Tekelioğlu; "Ali Babacan ne diyor, Ak Parti ne anlıyor?"

TAKİP ET

Ak Parti’de 3 dönem milletvekilliği yapan Prof. Dr. Mehmet Tekelioğlu;  “Ali Babacan ne diyor, Ak Parti ne anlıyor?” başlıklı köşe yazısında Ak Parti’nin içinde olduğu durumu değerlendirerek, Ali Babacan tarafından yapılan açıklamaların farklı yorumlanmasına tepki gösterdi.

Ak Parti eski İzmir Milletvekili olan aynı zamanda Abdullah Gül’ün akrabası olarak bilinen Prof. Dr. Mehmet Tekelioğlu Ocakmedya’da yayınlanan köşe yazısı ile Ak Parti’deki son duruma yönelik çarpıcı açıklamalarda bulundu. “İyi yönetilmeyen bir Türkiye’de yaşıyoruz” diyen Tekelioğlu; şunları dile getirdi;

“Bu durumda daha iyi yönetmeye talip olanların çıkması normal değil midir? Bunu kavrayamayanlar anlamsız argümanlar geliştiriyorlar. Sanki her şey dört dörtlükmüş gibi Ali Babacan hareketini sadece Ak Parti’yi bitirme gayreti olarak görmeye çalışıyorlar. Ak Parti, asıl bu anlayış yüzünden kaybedecek gibi geliyor bana. Ortada bir yanlış var ve bu yanlışı düzeltmenin ilk adımı onun ne olduğunu tespit etmek…

Bir başka hata daha var. Bazıları yeni oluşumların tek gayesini, 2023 seçimlerinde Tayyip Erdoğan’ın kaybetmesi olarak açıklama gafletine düşüyor.”

Yanlışları görmek için sorgulama yapılmıyor

Partide uzun süredir yapılan yanlışlar ve içinde bulunan kötü duruma yönelik tahlil ve çözüm üretilmediğini de ileri süren Prof. Dr Tekelioğlu şöyle devam etti;

“Sözüm biraz Ak Parti camiasına… Camia tabirini de bilerek kullanıyorum, zira Ak Parti Genel Merkezindeki yapıdan bir şey beklenemeyeceğini vurgulamak derdindeyim. Ak Parti camiasında aklı başında çok insan bulunduğuna eminim. Peki, ama nasıl oluyor da Erdoğan – Bahçeli yönetimindeki Türkiye’nin, başta demokrasi ve hukuk olmak üzere önemli alanlardaki sıkıntıları görmezden geliniyor?

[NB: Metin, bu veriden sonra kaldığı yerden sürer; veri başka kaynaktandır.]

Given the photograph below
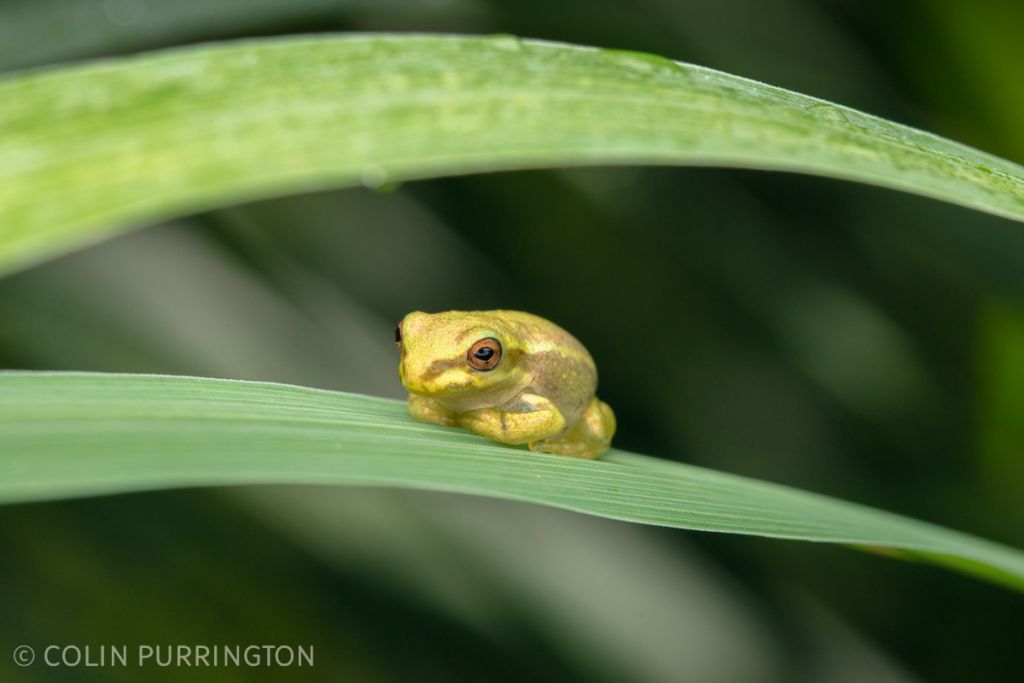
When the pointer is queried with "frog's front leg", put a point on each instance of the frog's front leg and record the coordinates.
(525, 419)
(428, 410)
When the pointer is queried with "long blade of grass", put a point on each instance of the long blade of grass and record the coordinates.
(66, 434)
(87, 151)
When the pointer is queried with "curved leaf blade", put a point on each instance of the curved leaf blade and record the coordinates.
(66, 434)
(88, 151)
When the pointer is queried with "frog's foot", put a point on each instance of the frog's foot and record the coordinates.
(589, 438)
(428, 410)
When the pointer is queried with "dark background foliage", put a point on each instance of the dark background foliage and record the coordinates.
(849, 340)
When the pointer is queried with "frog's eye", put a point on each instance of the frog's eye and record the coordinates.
(484, 354)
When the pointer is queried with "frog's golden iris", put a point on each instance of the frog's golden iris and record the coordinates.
(510, 376)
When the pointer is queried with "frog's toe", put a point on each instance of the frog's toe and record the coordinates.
(589, 438)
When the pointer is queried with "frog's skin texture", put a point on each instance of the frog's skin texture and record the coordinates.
(539, 392)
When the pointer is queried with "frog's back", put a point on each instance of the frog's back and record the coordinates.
(561, 368)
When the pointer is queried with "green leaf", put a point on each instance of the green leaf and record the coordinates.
(88, 151)
(76, 434)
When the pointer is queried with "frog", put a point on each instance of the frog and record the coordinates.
(511, 376)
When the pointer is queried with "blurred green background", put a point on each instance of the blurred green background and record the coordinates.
(853, 341)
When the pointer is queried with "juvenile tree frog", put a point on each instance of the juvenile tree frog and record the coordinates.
(510, 376)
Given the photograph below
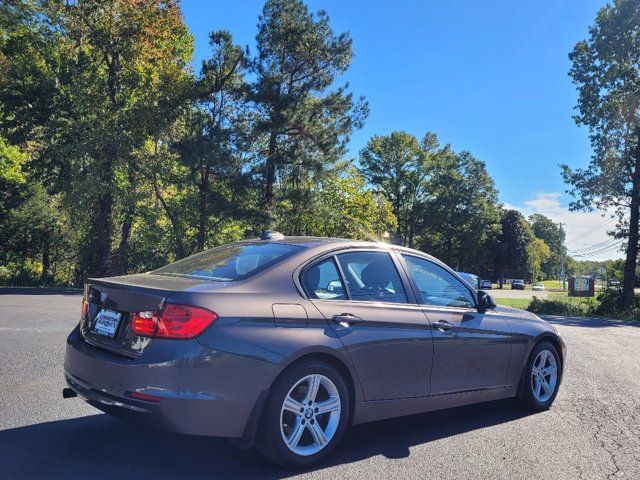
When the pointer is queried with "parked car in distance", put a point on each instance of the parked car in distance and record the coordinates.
(282, 343)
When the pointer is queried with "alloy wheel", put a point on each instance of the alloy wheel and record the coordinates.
(310, 415)
(544, 376)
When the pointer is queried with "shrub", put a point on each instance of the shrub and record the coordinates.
(19, 274)
(610, 304)
(563, 306)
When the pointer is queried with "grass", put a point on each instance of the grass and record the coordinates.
(556, 303)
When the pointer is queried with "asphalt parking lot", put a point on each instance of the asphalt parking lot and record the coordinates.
(592, 431)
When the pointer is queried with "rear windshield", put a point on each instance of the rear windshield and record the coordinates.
(230, 262)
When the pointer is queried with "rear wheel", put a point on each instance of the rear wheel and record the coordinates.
(305, 415)
(541, 377)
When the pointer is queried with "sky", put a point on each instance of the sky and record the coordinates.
(488, 77)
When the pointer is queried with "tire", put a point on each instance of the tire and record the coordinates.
(279, 422)
(534, 394)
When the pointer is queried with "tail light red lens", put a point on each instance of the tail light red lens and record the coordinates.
(174, 321)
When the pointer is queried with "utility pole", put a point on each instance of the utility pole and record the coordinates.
(562, 269)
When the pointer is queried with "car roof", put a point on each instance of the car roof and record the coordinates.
(333, 243)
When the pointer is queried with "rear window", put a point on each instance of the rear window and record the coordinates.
(231, 262)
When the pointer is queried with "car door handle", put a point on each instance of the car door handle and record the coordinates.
(442, 325)
(346, 319)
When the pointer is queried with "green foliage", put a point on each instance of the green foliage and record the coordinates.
(511, 248)
(303, 121)
(398, 166)
(606, 71)
(563, 305)
(341, 205)
(460, 215)
(538, 252)
(547, 230)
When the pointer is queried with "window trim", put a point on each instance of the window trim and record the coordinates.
(312, 264)
(412, 299)
(416, 289)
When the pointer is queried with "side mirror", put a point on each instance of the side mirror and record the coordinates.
(485, 301)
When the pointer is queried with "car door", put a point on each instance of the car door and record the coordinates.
(364, 297)
(471, 350)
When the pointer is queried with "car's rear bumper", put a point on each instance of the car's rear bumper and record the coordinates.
(202, 391)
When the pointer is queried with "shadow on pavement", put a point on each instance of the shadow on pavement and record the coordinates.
(589, 322)
(100, 447)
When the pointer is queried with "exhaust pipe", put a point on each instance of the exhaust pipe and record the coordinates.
(69, 393)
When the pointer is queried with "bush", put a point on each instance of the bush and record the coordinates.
(575, 307)
(610, 304)
(19, 274)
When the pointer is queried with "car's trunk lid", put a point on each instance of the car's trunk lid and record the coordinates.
(111, 302)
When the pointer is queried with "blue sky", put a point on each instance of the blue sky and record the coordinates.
(488, 77)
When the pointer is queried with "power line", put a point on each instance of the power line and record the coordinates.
(609, 248)
(593, 230)
(595, 246)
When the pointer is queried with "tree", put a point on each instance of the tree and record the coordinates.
(398, 166)
(112, 74)
(216, 138)
(304, 122)
(341, 205)
(548, 231)
(606, 71)
(511, 250)
(538, 252)
(460, 217)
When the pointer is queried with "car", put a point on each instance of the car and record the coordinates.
(470, 278)
(282, 343)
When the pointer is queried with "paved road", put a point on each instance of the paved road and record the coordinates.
(592, 431)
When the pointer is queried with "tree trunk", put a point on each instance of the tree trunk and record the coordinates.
(46, 260)
(177, 232)
(102, 230)
(121, 266)
(270, 178)
(203, 188)
(629, 282)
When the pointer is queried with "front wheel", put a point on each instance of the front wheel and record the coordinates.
(541, 377)
(305, 416)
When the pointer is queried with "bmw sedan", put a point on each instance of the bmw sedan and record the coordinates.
(282, 343)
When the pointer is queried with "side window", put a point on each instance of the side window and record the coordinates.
(322, 281)
(372, 276)
(437, 286)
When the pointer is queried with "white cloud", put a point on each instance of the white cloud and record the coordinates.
(586, 232)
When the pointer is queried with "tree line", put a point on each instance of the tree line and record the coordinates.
(118, 155)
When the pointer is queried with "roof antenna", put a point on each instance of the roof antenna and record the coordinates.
(271, 235)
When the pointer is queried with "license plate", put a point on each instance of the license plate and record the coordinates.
(106, 322)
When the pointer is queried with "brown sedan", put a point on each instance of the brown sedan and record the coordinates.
(284, 342)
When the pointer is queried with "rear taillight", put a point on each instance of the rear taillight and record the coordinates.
(174, 321)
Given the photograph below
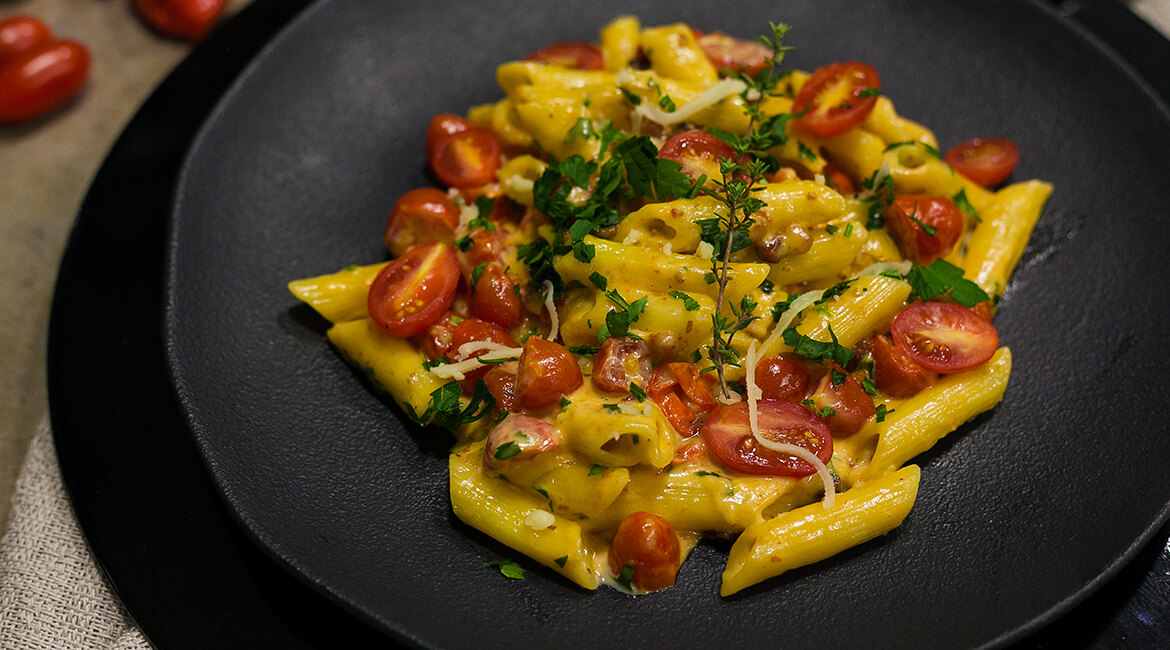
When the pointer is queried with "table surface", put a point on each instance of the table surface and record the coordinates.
(48, 164)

Nasıl oluyor da 31 Mart yerel seçimlerinin ortaya koyduğu ağır yenilginin muhasebesi yapılmıyor? Nasıl oluyor da “İstanbul seçimlerinin yenilenmesi yanlıştı” diyen biri çıkmıyor? Nasıl oluyor da kaç yıldır yönettiği büyük şehirler kaybedilince bunun sorumlusu kimler ve hangi politikalardır diye bir defter açılmıyor? 

Sona bırakır gibi olduğuma bakmayın… Belki en önemlisi, nasıl oluyor da insanlar Ak Parti’nin temsil ettigine inandıkları gönüllere seslenen değerlerimizden, bunlarla ilgili kavramlardan ve kutsal bilinen mefhumlardan nefret eder hale geliyor? Nasıl oluyor da bir türlü yerli yerine oturtamadığımız İmam Hatiplerdeki öğrenciler arasında deizm yayılıyor, gençler arasında Ak Parti her gün irtifa kaybediyor? Nasıl oluyor?

Nasıl oldu da 16 Nisan 2017 referandumu ile getirilen garip sistem Türkiye’yi iyiye götürmüyor diye haykıran içerden bir ses duyulmadı? Nasıl oldu da denge ve denetleme mekanizmaları olmadan demokrasi standartlarında geriye düşeriz diyen çıkmadı? Nasıl oldu da bu sistemle getirilen %50+1 şartı Ak Parti’yi kuruluş ilkelerinden taviz vermek zorunda bırakabilecek ittifaklara mecbur edebilir diyen akil adam kıtlığı yaşandı? Nasıl oldu da başlangıçta çizilen rotayı değiştiren Ak Parti treninin yanlış rotasına dikkat çekenler hem trenden atıldılar hem de trenden inmekle suçlandılar?”

Realist düşünmek lazım

Yazısında Ak Parti’nin realist düşünme k zorunda olduğunu da değerlendiren Tekelioğlu; “ Öyle, proje, Ak Parti’yi bitirmek, Tayyip Erdoğan’ı düşürmek gibi ucuz sloganlara sığınmak yerine bir zamanlar tek başına %50”leri aşma noktasından şimdi neden %30’lara doğru yol aldığını düşünmek gibi daha ulvi adımlara yelken açmalıdır” dedi.